Discomfort is a fact of life. It is especially a fact of life when you have strong urges to engage in addictive behavior and you resist them. Part of the SMART program includes tools to cope with urges – below we’ve included an exercise that may help you cope with the discomfort of urges.

  1. Let yourself feel the full experience of discomfort – no avoiding!
  2. Once you’ve felt it, do a gut check – get an overall estimate of the discomfort level. Let’s say on a 100-point scale, you’re feeling discomfort at a 75.
  3. After you have identified your “discomfort level” divide the discomfort into two pieces:
    • The literal, actual sensations you feel and
    • The “I don’t want these sensations!” reaction that you have toward the literal, actual sensations.
  4. Once you’ve made the “cut,” see which piece is bigger. Most folks report it is the “I don’t want these sensations!” part, not the literal, actual sensations part.
  5. Now you make a second cut. This time cut the “I don’t want these sensations” piece into
    • I just don’t want these sensations” and
    • I MUST NOT have these sensations.”

Which of these two pieces carries more discomfort? Most people say it’s the “I MUST NOT have these sensations” piece. You can work to minimize the discomfort by the “I MUST NOTs” by reducing how much you actually believe them – specifically, try disputing them:

    When did I start running the universe? Since when did all sensations have to check with me first before showing up inside my body?”

When you dispute, does the total amount of discomfort go down? It often does for many people.

Some people report they have trouble finding the “I MUST NOT have these sensations” piece and only have the “I just don’t want these sensations” piece. Whether you find the “MUSTS” or not, you can often lower the discomfort associated with either piece with other disputations like these:

    I may not like these sensations, but they are far from AWFUL when I compare them to the possibility of what I might do if I use again – like getting into a car accident and hurting myself or someone else”

    I may not like these sensations but I am able to stand them. Especially since I know that in a few minutes they will likely be gone.”

    It doesn’t make me a crumb, a worm, or a louse because these sensations are part of my addictive behavior history.
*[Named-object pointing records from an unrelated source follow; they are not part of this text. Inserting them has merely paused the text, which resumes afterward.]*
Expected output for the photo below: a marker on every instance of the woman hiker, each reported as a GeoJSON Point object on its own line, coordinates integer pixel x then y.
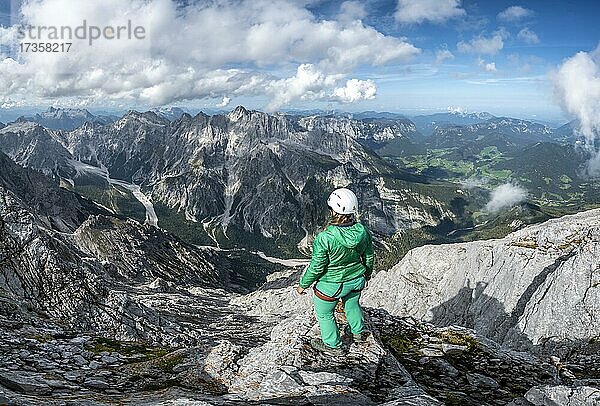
{"type": "Point", "coordinates": [341, 264]}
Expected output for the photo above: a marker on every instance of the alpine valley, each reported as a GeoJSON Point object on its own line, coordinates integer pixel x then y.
{"type": "Point", "coordinates": [150, 258]}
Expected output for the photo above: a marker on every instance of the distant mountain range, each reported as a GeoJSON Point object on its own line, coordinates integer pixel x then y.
{"type": "Point", "coordinates": [427, 124]}
{"type": "Point", "coordinates": [211, 177]}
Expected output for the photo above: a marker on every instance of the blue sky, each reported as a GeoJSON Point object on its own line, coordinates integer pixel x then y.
{"type": "Point", "coordinates": [388, 55]}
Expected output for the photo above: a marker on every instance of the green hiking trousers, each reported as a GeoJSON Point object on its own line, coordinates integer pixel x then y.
{"type": "Point", "coordinates": [349, 293]}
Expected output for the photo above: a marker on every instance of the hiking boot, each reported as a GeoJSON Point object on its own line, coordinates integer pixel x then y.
{"type": "Point", "coordinates": [360, 338]}
{"type": "Point", "coordinates": [319, 345]}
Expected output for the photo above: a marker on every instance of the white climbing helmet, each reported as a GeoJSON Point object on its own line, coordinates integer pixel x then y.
{"type": "Point", "coordinates": [343, 201]}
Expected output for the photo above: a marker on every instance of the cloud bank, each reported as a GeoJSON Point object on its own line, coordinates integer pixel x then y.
{"type": "Point", "coordinates": [577, 87]}
{"type": "Point", "coordinates": [514, 13]}
{"type": "Point", "coordinates": [226, 48]}
{"type": "Point", "coordinates": [418, 11]}
{"type": "Point", "coordinates": [505, 196]}
{"type": "Point", "coordinates": [528, 36]}
{"type": "Point", "coordinates": [482, 45]}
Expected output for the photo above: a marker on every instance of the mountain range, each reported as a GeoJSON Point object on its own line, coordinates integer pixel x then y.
{"type": "Point", "coordinates": [98, 308]}
{"type": "Point", "coordinates": [143, 261]}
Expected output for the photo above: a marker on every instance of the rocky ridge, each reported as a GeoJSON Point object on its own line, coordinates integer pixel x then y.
{"type": "Point", "coordinates": [221, 171]}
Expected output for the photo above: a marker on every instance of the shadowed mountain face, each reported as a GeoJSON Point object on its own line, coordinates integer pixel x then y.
{"type": "Point", "coordinates": [537, 287]}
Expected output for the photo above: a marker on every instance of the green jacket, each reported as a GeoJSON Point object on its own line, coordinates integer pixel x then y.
{"type": "Point", "coordinates": [340, 253]}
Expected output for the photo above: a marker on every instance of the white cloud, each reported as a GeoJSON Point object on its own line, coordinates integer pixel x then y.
{"type": "Point", "coordinates": [482, 45]}
{"type": "Point", "coordinates": [356, 90]}
{"type": "Point", "coordinates": [514, 13]}
{"type": "Point", "coordinates": [528, 36]}
{"type": "Point", "coordinates": [225, 102]}
{"type": "Point", "coordinates": [577, 86]}
{"type": "Point", "coordinates": [309, 83]}
{"type": "Point", "coordinates": [188, 48]}
{"type": "Point", "coordinates": [505, 196]}
{"type": "Point", "coordinates": [418, 11]}
{"type": "Point", "coordinates": [488, 67]}
{"type": "Point", "coordinates": [441, 55]}
{"type": "Point", "coordinates": [352, 10]}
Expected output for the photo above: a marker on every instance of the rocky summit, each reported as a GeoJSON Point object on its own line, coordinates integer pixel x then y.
{"type": "Point", "coordinates": [101, 306]}
{"type": "Point", "coordinates": [103, 310]}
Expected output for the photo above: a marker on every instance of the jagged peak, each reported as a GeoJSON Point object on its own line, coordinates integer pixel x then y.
{"type": "Point", "coordinates": [22, 124]}
{"type": "Point", "coordinates": [238, 113]}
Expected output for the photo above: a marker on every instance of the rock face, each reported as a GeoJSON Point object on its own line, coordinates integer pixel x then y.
{"type": "Point", "coordinates": [537, 287]}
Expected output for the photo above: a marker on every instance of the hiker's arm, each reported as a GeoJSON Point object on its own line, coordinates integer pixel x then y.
{"type": "Point", "coordinates": [318, 263]}
{"type": "Point", "coordinates": [369, 257]}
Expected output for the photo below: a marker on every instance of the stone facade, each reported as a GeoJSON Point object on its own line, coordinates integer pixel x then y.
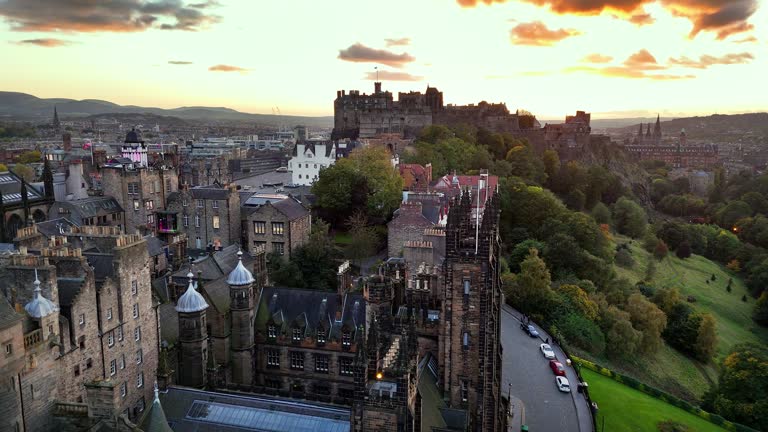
{"type": "Point", "coordinates": [140, 192]}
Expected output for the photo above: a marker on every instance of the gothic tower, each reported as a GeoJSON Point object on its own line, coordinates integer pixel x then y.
{"type": "Point", "coordinates": [470, 357]}
{"type": "Point", "coordinates": [193, 336]}
{"type": "Point", "coordinates": [241, 308]}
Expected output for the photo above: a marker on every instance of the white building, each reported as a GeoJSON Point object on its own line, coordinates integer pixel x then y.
{"type": "Point", "coordinates": [308, 159]}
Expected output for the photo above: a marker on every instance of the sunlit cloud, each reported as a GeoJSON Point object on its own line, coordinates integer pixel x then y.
{"type": "Point", "coordinates": [45, 42]}
{"type": "Point", "coordinates": [706, 61]}
{"type": "Point", "coordinates": [359, 53]}
{"type": "Point", "coordinates": [392, 76]}
{"type": "Point", "coordinates": [227, 68]}
{"type": "Point", "coordinates": [537, 34]}
{"type": "Point", "coordinates": [97, 16]}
Maybe I wouldn’t have them now if I had acted differently in the past, but lousy past behavior doesn’t make me a louse. Besides, by continuing to resist now, I will likely have fewer of these urges in the future.”
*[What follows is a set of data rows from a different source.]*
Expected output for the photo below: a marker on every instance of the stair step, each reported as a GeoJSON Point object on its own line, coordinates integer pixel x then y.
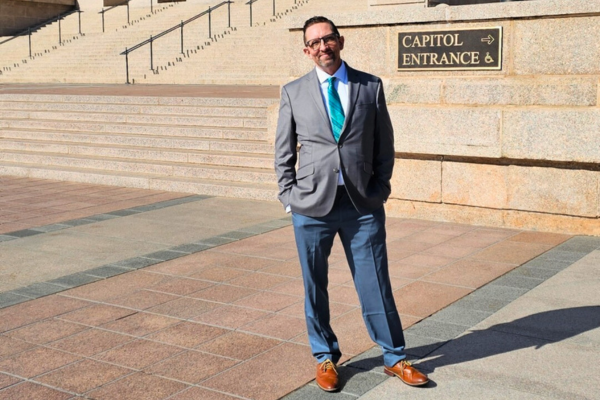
{"type": "Point", "coordinates": [144, 140]}
{"type": "Point", "coordinates": [263, 161]}
{"type": "Point", "coordinates": [217, 173]}
{"type": "Point", "coordinates": [144, 181]}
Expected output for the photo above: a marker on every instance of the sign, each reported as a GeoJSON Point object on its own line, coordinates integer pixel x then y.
{"type": "Point", "coordinates": [456, 49]}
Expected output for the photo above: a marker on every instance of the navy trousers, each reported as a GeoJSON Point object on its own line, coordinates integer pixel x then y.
{"type": "Point", "coordinates": [363, 238]}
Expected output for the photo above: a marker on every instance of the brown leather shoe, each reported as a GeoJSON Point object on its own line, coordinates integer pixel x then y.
{"type": "Point", "coordinates": [327, 376]}
{"type": "Point", "coordinates": [407, 373]}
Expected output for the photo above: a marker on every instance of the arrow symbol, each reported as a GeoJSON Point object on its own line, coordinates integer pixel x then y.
{"type": "Point", "coordinates": [489, 39]}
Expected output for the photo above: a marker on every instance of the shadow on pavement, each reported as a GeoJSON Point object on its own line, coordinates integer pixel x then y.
{"type": "Point", "coordinates": [535, 330]}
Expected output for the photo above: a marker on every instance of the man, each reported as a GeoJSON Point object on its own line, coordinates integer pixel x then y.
{"type": "Point", "coordinates": [338, 117]}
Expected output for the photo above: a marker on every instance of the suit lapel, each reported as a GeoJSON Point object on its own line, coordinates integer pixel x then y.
{"type": "Point", "coordinates": [353, 90]}
{"type": "Point", "coordinates": [314, 88]}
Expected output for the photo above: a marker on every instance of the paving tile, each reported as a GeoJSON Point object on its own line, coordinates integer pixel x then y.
{"type": "Point", "coordinates": [230, 316]}
{"type": "Point", "coordinates": [184, 307]}
{"type": "Point", "coordinates": [46, 331]}
{"type": "Point", "coordinates": [424, 298]}
{"type": "Point", "coordinates": [294, 287]}
{"type": "Point", "coordinates": [427, 260]}
{"type": "Point", "coordinates": [83, 376]}
{"type": "Point", "coordinates": [138, 354]}
{"type": "Point", "coordinates": [140, 323]}
{"type": "Point", "coordinates": [74, 280]}
{"type": "Point", "coordinates": [143, 299]}
{"type": "Point", "coordinates": [196, 393]}
{"type": "Point", "coordinates": [540, 237]}
{"type": "Point", "coordinates": [8, 299]}
{"type": "Point", "coordinates": [181, 286]}
{"type": "Point", "coordinates": [10, 346]}
{"type": "Point", "coordinates": [269, 301]}
{"type": "Point", "coordinates": [238, 345]}
{"type": "Point", "coordinates": [35, 310]}
{"type": "Point", "coordinates": [357, 382]}
{"type": "Point", "coordinates": [106, 271]}
{"type": "Point", "coordinates": [97, 314]}
{"type": "Point", "coordinates": [512, 252]}
{"type": "Point", "coordinates": [191, 366]}
{"type": "Point", "coordinates": [314, 393]}
{"type": "Point", "coordinates": [223, 293]}
{"type": "Point", "coordinates": [90, 342]}
{"type": "Point", "coordinates": [6, 381]}
{"type": "Point", "coordinates": [36, 361]}
{"type": "Point", "coordinates": [219, 274]}
{"type": "Point", "coordinates": [32, 391]}
{"type": "Point", "coordinates": [139, 386]}
{"type": "Point", "coordinates": [459, 316]}
{"type": "Point", "coordinates": [274, 381]}
{"type": "Point", "coordinates": [451, 250]}
{"type": "Point", "coordinates": [517, 281]}
{"type": "Point", "coordinates": [469, 273]}
{"type": "Point", "coordinates": [188, 334]}
{"type": "Point", "coordinates": [258, 281]}
{"type": "Point", "coordinates": [39, 289]}
{"type": "Point", "coordinates": [352, 333]}
{"type": "Point", "coordinates": [402, 270]}
{"type": "Point", "coordinates": [277, 326]}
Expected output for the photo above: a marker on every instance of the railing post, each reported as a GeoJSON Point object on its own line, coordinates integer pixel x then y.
{"type": "Point", "coordinates": [209, 23]}
{"type": "Point", "coordinates": [151, 55]}
{"type": "Point", "coordinates": [182, 37]}
{"type": "Point", "coordinates": [127, 64]}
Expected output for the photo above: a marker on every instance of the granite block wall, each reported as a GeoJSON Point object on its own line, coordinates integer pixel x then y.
{"type": "Point", "coordinates": [18, 15]}
{"type": "Point", "coordinates": [517, 147]}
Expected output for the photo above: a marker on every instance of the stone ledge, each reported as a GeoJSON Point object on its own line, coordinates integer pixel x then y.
{"type": "Point", "coordinates": [491, 217]}
{"type": "Point", "coordinates": [398, 15]}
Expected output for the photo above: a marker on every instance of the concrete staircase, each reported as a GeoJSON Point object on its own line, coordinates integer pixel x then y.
{"type": "Point", "coordinates": [14, 55]}
{"type": "Point", "coordinates": [236, 54]}
{"type": "Point", "coordinates": [210, 146]}
{"type": "Point", "coordinates": [213, 146]}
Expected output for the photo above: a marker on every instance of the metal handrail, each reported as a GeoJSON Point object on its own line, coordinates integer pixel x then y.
{"type": "Point", "coordinates": [32, 29]}
{"type": "Point", "coordinates": [254, 1]}
{"type": "Point", "coordinates": [115, 6]}
{"type": "Point", "coordinates": [178, 26]}
{"type": "Point", "coordinates": [120, 4]}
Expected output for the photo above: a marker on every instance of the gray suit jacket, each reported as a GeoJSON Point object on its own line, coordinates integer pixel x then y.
{"type": "Point", "coordinates": [365, 152]}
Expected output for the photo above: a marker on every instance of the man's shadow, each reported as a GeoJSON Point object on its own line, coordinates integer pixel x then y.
{"type": "Point", "coordinates": [537, 330]}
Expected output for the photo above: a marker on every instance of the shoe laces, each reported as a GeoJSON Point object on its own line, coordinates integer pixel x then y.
{"type": "Point", "coordinates": [328, 364]}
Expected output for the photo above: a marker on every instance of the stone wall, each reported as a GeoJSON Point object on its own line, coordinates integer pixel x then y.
{"type": "Point", "coordinates": [18, 15]}
{"type": "Point", "coordinates": [519, 147]}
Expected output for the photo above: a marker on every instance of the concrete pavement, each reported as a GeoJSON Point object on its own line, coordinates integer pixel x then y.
{"type": "Point", "coordinates": [113, 293]}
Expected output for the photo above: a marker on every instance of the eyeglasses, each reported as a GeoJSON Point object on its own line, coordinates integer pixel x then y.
{"type": "Point", "coordinates": [327, 40]}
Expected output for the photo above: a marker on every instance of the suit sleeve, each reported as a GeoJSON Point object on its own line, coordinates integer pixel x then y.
{"type": "Point", "coordinates": [383, 159]}
{"type": "Point", "coordinates": [285, 149]}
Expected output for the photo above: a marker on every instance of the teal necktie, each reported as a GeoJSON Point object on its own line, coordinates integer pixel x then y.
{"type": "Point", "coordinates": [336, 112]}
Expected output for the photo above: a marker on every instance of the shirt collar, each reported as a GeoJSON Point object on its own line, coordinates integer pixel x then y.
{"type": "Point", "coordinates": [341, 74]}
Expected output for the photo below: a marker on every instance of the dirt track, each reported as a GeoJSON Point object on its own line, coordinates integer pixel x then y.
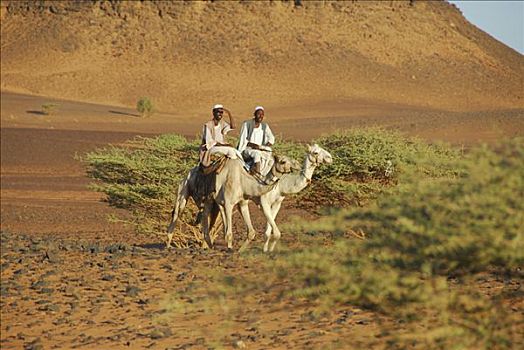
{"type": "Point", "coordinates": [70, 279]}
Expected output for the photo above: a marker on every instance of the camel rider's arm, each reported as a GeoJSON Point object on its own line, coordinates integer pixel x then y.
{"type": "Point", "coordinates": [242, 140]}
{"type": "Point", "coordinates": [252, 145]}
{"type": "Point", "coordinates": [269, 137]}
{"type": "Point", "coordinates": [231, 120]}
{"type": "Point", "coordinates": [208, 141]}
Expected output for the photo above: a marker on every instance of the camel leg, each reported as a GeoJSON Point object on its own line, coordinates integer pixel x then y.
{"type": "Point", "coordinates": [215, 210]}
{"type": "Point", "coordinates": [266, 208]}
{"type": "Point", "coordinates": [275, 208]}
{"type": "Point", "coordinates": [228, 225]}
{"type": "Point", "coordinates": [251, 233]}
{"type": "Point", "coordinates": [207, 222]}
{"type": "Point", "coordinates": [180, 205]}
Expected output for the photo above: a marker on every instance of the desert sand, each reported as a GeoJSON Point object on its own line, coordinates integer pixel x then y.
{"type": "Point", "coordinates": [71, 279]}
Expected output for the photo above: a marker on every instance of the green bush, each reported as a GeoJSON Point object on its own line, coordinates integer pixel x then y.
{"type": "Point", "coordinates": [367, 162]}
{"type": "Point", "coordinates": [416, 239]}
{"type": "Point", "coordinates": [143, 176]}
{"type": "Point", "coordinates": [145, 107]}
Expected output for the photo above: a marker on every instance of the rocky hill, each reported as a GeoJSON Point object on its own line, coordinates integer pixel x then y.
{"type": "Point", "coordinates": [282, 53]}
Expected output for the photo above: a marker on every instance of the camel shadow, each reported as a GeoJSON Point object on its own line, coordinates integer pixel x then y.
{"type": "Point", "coordinates": [35, 112]}
{"type": "Point", "coordinates": [124, 113]}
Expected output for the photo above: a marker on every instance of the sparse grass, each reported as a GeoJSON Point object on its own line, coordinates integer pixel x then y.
{"type": "Point", "coordinates": [49, 108]}
{"type": "Point", "coordinates": [145, 107]}
{"type": "Point", "coordinates": [143, 176]}
{"type": "Point", "coordinates": [441, 222]}
{"type": "Point", "coordinates": [427, 247]}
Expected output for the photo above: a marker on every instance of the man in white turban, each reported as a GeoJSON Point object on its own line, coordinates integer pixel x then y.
{"type": "Point", "coordinates": [213, 136]}
{"type": "Point", "coordinates": [256, 139]}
Try this exercise and share your thoughts on how it worked for you – either in the comments, on the SMART message boards or in the next SMART meeting you attend.
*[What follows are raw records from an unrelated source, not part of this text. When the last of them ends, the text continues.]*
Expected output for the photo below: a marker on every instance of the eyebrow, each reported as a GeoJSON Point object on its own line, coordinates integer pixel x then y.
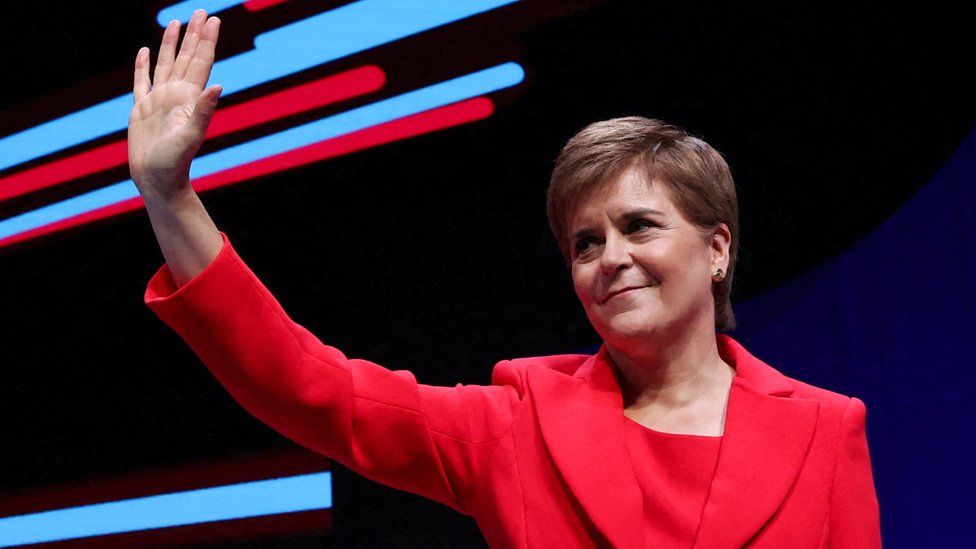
{"type": "Point", "coordinates": [627, 216]}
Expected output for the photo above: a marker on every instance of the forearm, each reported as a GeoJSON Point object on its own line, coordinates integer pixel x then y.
{"type": "Point", "coordinates": [187, 235]}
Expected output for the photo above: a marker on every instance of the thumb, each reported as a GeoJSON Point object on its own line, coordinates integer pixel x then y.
{"type": "Point", "coordinates": [203, 110]}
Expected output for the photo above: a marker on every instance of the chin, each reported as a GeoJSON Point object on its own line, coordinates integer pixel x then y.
{"type": "Point", "coordinates": [628, 328]}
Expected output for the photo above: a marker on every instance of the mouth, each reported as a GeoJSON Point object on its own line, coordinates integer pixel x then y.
{"type": "Point", "coordinates": [622, 291]}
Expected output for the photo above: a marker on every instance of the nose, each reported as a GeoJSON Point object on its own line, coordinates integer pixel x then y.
{"type": "Point", "coordinates": [616, 255]}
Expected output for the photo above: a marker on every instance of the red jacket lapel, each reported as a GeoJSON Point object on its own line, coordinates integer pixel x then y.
{"type": "Point", "coordinates": [765, 443]}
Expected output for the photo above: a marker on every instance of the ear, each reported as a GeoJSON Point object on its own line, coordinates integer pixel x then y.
{"type": "Point", "coordinates": [719, 245]}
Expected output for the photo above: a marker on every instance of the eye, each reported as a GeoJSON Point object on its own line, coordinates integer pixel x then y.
{"type": "Point", "coordinates": [582, 244]}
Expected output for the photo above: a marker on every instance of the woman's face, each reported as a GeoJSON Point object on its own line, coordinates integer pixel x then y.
{"type": "Point", "coordinates": [640, 268]}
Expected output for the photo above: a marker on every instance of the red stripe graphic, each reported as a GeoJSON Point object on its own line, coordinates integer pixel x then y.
{"type": "Point", "coordinates": [317, 93]}
{"type": "Point", "coordinates": [425, 122]}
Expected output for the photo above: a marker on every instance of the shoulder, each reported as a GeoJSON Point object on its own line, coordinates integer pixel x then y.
{"type": "Point", "coordinates": [841, 410]}
{"type": "Point", "coordinates": [513, 372]}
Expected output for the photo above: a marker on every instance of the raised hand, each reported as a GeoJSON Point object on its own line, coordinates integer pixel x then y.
{"type": "Point", "coordinates": [171, 113]}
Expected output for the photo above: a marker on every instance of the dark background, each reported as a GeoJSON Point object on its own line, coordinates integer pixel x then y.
{"type": "Point", "coordinates": [434, 254]}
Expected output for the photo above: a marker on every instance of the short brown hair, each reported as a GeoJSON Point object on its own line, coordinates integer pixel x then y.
{"type": "Point", "coordinates": [697, 175]}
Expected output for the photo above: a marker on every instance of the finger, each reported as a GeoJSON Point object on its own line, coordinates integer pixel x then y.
{"type": "Point", "coordinates": [199, 70]}
{"type": "Point", "coordinates": [167, 51]}
{"type": "Point", "coordinates": [202, 112]}
{"type": "Point", "coordinates": [188, 46]}
{"type": "Point", "coordinates": [140, 83]}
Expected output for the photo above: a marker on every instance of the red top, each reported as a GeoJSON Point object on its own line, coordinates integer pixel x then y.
{"type": "Point", "coordinates": [538, 458]}
{"type": "Point", "coordinates": [674, 472]}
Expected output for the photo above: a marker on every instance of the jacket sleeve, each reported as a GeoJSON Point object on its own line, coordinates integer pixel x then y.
{"type": "Point", "coordinates": [854, 513]}
{"type": "Point", "coordinates": [432, 441]}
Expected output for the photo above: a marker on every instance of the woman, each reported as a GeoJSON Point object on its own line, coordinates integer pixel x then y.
{"type": "Point", "coordinates": [671, 435]}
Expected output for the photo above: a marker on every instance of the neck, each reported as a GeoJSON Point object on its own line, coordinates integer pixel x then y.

Article by Hank Robb, Ph.D.

2 thoughts on “Coping With Discomfort

  1. Hank Robb

    Hello Robert,

    I wanted to take time to respond to your post about my article. However, I’m not exactly sure which “concept” you are disagreeing with. If you consider the A-B-C analysis of REBT, the actual sensations would be the “A,” Activating Event, and “B’s,” Beliefs about A, would be “I don’t like these sensations” and “I MUST not have them.” Disputing “B’s” to get different “C’s,” emotional and/or behavioral Consequences in the presence of A, is a quite standard Rational Emotive Behavior Therapy move. Since Albert Ellis started “Rational Therapy” in the mid-1950’s, moved on to a new name, “Rational-Emotive Therapy” in the early 1960’s and finally on to “Rational Emotive Behavior Therapy” in the early 1990’s, I would guess this move has been used literally millions of times by literally tens of thousands of therapists around the planet. Many studies have found that looking for “beliefs that don’t work” and working hard to give them up, including using alternative beliefs a person might adopt instead, has been effective in changing the ways people both feel and act. Since sex addicts, rapists, and pedophiles, like all the rest of us, face strong urges that would be better not acted on, they too, could use this approach and many have been taught to do so and put those teachings to use in changing the way they handle their strong urges and to stop harming others or themselves.

    I hope this helps answer the questions.


    Hank Robb

  2. Robert Shields

    I don’t agree with this concept.
    How long has this concept been used?,
    How many people have used it successfully.
    Has this concept been tested in the field.
    How many other professionals are using this.

    Sex addicts, rapists, pedophiles?